Politics Report: The Lure No City Attorney Can Avoid Anymore

Mike Aguirre / Photo by Sam Hodgson

Eleven years since he lost re-election, former San Diego City Attorney Mike Aguirre remains in the psyche of the city attorney’s office.

Aguirre stormed into office in 2004 with a new philosophy. As an elected official, he reasoned, the city attorney did not answer to anyone but the voters. And if that was the case, voters were his clients, not the mayor or City Council.

It was a tremendously disruptive insight and, combined with his mercurial temperament, it threw City Hall into chaos. We have now seen two city attorneys elected since then promising that they would never do that. They would simply be attorneys for the system — apolitical actors serving the City Council and mayor with the best advice possible.

And we have now seen two city attorneys realize just how great Aguirre’s insight was, how powerful the office can be and how much independence they really enjoy. Jan Goldsmith, Aguirre’s successor, couldn’t avoid the sweet nectar of doing his own thing. He acted independently on everything from labor negotiations to the Chargers saga to pension reform and general day-to-day operations.

When term limits forced him out, a chief deputy, Mara Elliott, made her promises to stay in the background even more succinct and unambiguous.

city attorney mara elliott
City Attorney Mara Elliott / Photo by Jamie Scott Lytle

In 2015, as she geared up her campaign for the top job, she told us the mayor and the City Council would be her client.
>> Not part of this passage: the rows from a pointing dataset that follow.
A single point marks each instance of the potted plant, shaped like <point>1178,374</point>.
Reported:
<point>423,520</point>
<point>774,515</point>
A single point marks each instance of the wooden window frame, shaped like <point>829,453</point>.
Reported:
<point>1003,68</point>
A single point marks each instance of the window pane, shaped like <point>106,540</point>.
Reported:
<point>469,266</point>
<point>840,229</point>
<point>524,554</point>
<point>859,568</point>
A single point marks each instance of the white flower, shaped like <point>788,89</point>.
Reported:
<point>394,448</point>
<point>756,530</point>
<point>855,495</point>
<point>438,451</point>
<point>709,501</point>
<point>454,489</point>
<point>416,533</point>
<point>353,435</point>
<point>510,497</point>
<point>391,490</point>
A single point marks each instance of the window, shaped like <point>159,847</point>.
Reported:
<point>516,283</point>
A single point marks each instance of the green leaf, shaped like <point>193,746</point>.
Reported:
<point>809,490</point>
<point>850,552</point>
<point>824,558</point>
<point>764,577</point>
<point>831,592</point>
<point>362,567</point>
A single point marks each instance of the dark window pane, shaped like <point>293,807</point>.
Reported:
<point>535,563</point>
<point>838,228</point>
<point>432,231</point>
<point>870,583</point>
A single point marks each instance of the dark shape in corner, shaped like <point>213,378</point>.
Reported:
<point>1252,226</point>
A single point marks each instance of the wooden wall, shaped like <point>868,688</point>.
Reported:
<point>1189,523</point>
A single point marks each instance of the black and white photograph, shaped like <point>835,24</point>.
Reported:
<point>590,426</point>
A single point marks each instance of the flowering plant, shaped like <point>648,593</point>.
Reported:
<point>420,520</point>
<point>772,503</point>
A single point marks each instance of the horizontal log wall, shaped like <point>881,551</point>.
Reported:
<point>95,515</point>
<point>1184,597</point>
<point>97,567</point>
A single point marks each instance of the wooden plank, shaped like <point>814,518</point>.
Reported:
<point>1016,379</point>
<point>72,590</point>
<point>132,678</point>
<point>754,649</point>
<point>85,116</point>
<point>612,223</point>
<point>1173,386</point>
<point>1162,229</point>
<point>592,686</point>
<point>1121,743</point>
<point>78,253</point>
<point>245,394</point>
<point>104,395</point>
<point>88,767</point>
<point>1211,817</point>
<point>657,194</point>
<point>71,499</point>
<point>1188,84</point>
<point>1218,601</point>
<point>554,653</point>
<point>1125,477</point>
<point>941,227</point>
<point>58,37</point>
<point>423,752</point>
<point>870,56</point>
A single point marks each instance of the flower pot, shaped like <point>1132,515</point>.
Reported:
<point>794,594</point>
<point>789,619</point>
No caveats.

“I think Aguirre brought in this perception that he was acting, he was the voice of the people. He was the lawyer for the people. But our client, the Council and the mayor, represent the people. They’ve been elected by their constituents to be the voice,” she said.

Since she got elected, she has also found her own voice. She has brought in national issues for the Council to consider and declared, on her own, that vacation rentals were illegal in the city of San Diego. But her independence from her supposed clients hadn’t been as striking as it was this week when the City Council unanimously rebuked her for pursuing a troubling reform to the California Public Records Act. She had independently sought out new statewide legislation that would have made the only enforcement mechanism in the public records law more difficult to trigger.

“I’m disappointed that the City Council was not consulted on this proposed legislation. Although I understand we legally don’t have to be, I think it would have been important,” said Councilwoman Barbara Bry at a City Council meeting dedicated to setting the city’s lobbying agenda for state and national legislation.

Elliott hadn’t even given the City Council and mayor a head’s up about this intensely controversial legislation.

As her deputy reminded them and everyone acknowledged, she could do whatever she wanted on that.

Like Aguirre recognized, her bosses are the voters, not the City Council.

Out there, one of you reading this may dream of someday becoming city attorney. When that times comes, how about we just skip the pretense that the city attorney is apolitical and will serve the mayor and City Council quietly and efficiently? Everyone who takes the job recognizes the power it has and enjoys it. Because it must be fun. And it’s fine. It is an elected position. Getting to decide what’s legal and not is immensely powerful.

But when you take political risks, sometimes you lose.